# Tribute to Slow Triathlete



## Maduro PiPs (Jul 5, 2007)

This Brazilia was amazing!! One of my favs and sent in a recent hit from Slow Triathlete. I thought it would be nice to show the smoke and beautiful ash it produced!!


----------



## Ceedee (Jun 2, 2006)

Nice pics there PiPs! Gotta love that ash alright! Scott sent me one of those babies and that will be one of my next smokes indeed... nice tribute!

CD


----------



## Labman (May 27, 2007)

MP, all that bombing must keep you in great shape...because your ASH is amazing! :lol:

Okay, so that was a cheesy joke...but hey, I just had two drinks of Scotch and I'm very very tired. Cut me some slack!


----------



## Maduro PiPs (Jul 5, 2007)

You're a funny dude Charlie! LOL What scotch do you like?


----------



## Marlboro Cigars-cl (Feb 19, 2007)

One of my favorite smokes..
Nice pictures.


----------



## boomshay (Apr 30, 2007)

one of my favs as well, my box is quickly disappearing


----------



## silentjon (Apr 19, 2007)

Very nice!! One of my favorites also. I just picked up another box of these.


----------



## mrgatorman (Mar 23, 2007)

great ash...decent smokes. I love the CAO MX2 as well...look forward to the America.


----------



## Labman (May 27, 2007)

Maduro PiPs said:


> You're a funny dude Charlie! LOL What scotch do you like?


Thanks Mario! Actually, it was my very first...and second drink of Scotch ever. It was Glenfiddich 12 yr. old. I liked it. I can't wait to get my hand on some of the higher end stuff.


----------



## Slow Triathlete (Jun 14, 2007)

I think that I've got a tear in my eye after that tribute!! I love those cigars and share them with as many people as I can!! They are by far my favorite cigars.

ST


----------



## GoinFerSmoke (Jan 1, 2007)

MMmmm brazilia, Italia now I want to try the bratalia


----------



## brianhewitt (Jul 10, 2007)

I love a long ash!
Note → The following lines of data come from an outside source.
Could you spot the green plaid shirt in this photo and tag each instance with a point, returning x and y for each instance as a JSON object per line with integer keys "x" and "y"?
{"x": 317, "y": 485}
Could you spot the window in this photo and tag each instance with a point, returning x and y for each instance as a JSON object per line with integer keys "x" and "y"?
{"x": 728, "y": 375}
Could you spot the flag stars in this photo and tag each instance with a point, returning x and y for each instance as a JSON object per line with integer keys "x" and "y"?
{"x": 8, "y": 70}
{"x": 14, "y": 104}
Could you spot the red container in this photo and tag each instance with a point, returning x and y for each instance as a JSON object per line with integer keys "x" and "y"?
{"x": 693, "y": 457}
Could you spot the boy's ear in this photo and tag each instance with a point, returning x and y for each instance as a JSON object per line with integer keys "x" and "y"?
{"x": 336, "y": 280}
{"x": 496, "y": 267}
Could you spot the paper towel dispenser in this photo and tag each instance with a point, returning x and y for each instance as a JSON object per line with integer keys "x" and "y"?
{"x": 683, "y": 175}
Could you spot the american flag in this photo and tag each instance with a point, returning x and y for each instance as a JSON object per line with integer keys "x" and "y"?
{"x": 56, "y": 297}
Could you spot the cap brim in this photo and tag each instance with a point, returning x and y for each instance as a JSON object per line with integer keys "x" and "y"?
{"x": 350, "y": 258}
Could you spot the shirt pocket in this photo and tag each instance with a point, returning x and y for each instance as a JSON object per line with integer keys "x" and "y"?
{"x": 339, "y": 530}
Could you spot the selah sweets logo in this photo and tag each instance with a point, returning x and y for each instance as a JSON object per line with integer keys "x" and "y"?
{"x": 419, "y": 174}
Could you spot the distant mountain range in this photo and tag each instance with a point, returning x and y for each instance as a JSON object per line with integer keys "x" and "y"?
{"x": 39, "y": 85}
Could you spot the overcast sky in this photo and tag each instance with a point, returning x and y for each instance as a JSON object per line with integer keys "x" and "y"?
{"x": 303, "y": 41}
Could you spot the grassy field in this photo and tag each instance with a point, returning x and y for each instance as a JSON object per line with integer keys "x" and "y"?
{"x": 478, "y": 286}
I need to smoke another one of these guys... I had one a while back and really enjoyed it.


----------



## smokin'Jef (Jul 2, 2007)

Nice pics. impressive ash on that one and a super swell smoke. Love those Brazilia's! Now I'm tempted to light one of those up...:dribble:


----------



## Bigfoot (Jun 25, 2007)

great pics! Love that cigar!


----------